En 2008 j'ai visité Arles et Aix-en-Provence, mais comme mon école était à Villefranche-sur-Mer, Hérault était un peu trop loin pour y voyager pendant un week-end. Après vous avoir écrit, j'ai trouvé le lien à votre site http://domainedupossible.free.fr. Comme j'ai de bons souvenirs des arènes et de l'amphithéâtre d'Arles, j'ai trouvé très amusantes vos images et votre histoire des arènes de Béziers. 

Je suis sûr que tout ira bien avec le T.Mix 802. 
Bill


----------



## Phill (Apr 19, 2009)

Thanks Bill !
I order tonight...

Phill


----------



## Firochromis (Jan 26, 2010)

Hi,

I'm a total newbie and don't know where to start. I'll use the REW for improving my room acoustics mainly for my stereo system. First step is cableing. I'll use a NEC laptop with only mic. jack in. I have been reading the forum for the last three days and decide to go the ECM8000+XENYX 802+UCA202 route, in the link below.
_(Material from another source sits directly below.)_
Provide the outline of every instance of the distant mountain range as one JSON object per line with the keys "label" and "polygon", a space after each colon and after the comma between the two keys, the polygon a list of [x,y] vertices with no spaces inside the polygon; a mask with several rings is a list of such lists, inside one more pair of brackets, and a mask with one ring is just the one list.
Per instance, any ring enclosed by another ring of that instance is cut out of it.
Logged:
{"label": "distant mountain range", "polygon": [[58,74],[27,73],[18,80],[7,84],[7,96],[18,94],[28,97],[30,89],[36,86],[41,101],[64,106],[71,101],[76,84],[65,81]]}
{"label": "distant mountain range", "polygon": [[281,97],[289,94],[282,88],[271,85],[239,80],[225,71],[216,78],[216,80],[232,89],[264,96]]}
Do I need anything more? (or less, hopefully  )

http://www.hometheatershack.com/for...ards/10001-rew-cabling-connection-basics.html

So, a basic questions from newbie:

Can I switch to XENYX *5*02+UCA20*0* combo to reduce the costs? This combo is half the price of the 802+202 combo.


----------



## glaufman (Nov 25, 2007)

The new version of the 502 seems to have phantom power, so you should be ok there...
As for the UCA200, there's no such thing on Behringer's website, but running a search on our forum turns up a few threads... try reading what's turned up here and also in the soundcard section for more info.


----------



## Wayne A. Pflughaupt (Apr 13, 2006)

Firochromis said:


> So, a basic questions from newbie: Can I switch to XENYX *5*02+UCA20*0* combo to reduce the costs? This combo is half the price of the 802+202 combo.


Actually I’m not sure you can buy the UCA200 anymore, but yes your “fallback” set-up will work. Even if you can find a UCA200, it might be better to pass on it. Google “behringer uca200” and you’ll find numerous links from people having problems using it.
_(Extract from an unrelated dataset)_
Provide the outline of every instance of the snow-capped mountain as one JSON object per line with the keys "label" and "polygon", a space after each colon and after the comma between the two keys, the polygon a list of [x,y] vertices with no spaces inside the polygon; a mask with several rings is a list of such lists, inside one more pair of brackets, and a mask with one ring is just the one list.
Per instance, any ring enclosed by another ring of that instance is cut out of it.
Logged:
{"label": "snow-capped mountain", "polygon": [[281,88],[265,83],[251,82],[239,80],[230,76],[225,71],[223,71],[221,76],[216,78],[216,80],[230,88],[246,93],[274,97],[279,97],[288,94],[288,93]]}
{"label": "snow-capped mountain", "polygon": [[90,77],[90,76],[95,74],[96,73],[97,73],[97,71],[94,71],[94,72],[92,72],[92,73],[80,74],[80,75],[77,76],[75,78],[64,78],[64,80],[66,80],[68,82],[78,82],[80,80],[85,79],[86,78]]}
Regarding the Zenyx 502, as Greg noted, just make sure you buy the currently-available model, not an older one. The older ones don’t have phantom power, so you couldn’t use the ECM mic with it.
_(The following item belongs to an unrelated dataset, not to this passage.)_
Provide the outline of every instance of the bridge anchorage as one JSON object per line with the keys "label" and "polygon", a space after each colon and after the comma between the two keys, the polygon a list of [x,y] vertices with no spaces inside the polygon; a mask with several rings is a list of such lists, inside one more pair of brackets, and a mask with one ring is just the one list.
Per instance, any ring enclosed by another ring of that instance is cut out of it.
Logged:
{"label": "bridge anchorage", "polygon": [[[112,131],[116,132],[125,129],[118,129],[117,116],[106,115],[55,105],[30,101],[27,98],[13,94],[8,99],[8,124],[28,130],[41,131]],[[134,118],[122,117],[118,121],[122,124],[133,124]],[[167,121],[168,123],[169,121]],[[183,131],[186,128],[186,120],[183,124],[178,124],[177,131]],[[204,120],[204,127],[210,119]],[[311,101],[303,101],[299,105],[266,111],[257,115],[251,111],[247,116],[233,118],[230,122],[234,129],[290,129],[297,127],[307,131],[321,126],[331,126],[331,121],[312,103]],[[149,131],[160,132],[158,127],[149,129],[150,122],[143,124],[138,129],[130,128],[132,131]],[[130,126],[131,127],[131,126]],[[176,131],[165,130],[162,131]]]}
Alternately, I’d recommend considering a Tascam US-122L. You can find them for only a few bucks more than the Xenyx 502/UCA202 combo you’re considering. The advantage is you get everything in a single package, so you don’t have to futz with multiple pieces of hardware and all the cables and connections they need. A single USB cable to the computer, a mic cable for the ECM8000 – that’s it, you’re in business. Plus it has RCA outputs, so no need to acquire any 1/4” phone – RCA adapter cables. 

Just be sure and Google for some user reviews to make sure the 122L is compatible with your OS (actually, that’s good advice for the UCA202, as well as any other soundcard you might consider).

Regards,
Wayne


----------



## Firochromis (Jan 26, 2010)

Greg and Wayne, thanks for your inputs.

Update my situation: I bought ECM8000 and Xenyx 802. The good news is, when I told my situation to the guy in the music store, he accepted to add the package a free UCA200. So a free UCA200 beats the UCA202. I haven't tried the combo yet. Do I have to install any program before connecting them?


----------



## Wayne A. Pflughaupt (Apr 13, 2006)

If the UCA200 has any drivers, you'll need to install them.

Regards,
Wayne


----------



## Firochromis (Jan 26, 2010)

UCA 200 seems working fine. I made some measurements and sound card calibration. Adding these info for the record, soon I'll discuss my combo and ask for help in a seperate post.

Best regards..


----------



## Phill (Apr 19, 2009)

hello
UCA202 is good !
http://domainedupossible.free.fr/pagemus/420A/HR4.htm
in french, sorry !
Phill


----------



## glaufman (Nov 25, 2007)

Glad to hear it!


----------